El libro me interesa porque estas mismas convicciones las podemos oír, en grados diversos, en boca de muchos de los colegas de nuestras facultades de Economía. No es casualidad que la respuesta de los decanos de las facultades catalanas al manifiesto de estudiantes que pedía un cambio en la orientación de la formación económica oscilara entre la ignorancia, el desdén y el desprecio. (La revista Diari de l’Educació publicó un extenso reportaje donde se pueden cotejar estas opiniones.) Nuestras élites académicas no detentan el poder, pero, por error u omisión, componen la música que legitima las políticas de los verdaderamente poderosos.
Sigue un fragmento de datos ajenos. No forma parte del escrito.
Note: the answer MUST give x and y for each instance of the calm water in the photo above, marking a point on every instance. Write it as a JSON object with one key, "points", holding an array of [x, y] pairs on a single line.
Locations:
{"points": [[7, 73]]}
Una música que en el libro comentado aterra, por su ignorancia, insuficiencia, parcialidad e incapacidad para ofrecer lo que la gente se merece: condiciones de vida y trabajo dignos, participación social, respeto, equidad y sostenibilidad (de su entorno natural, de su vida social). Porque, a pesar de presentarse como una alternativa rigurosa, simplemente muestra que estas élites sólo pueden ofrecernos leves retoques (no todos mejores) de las ideas que han dominado las políticas durante muchos años.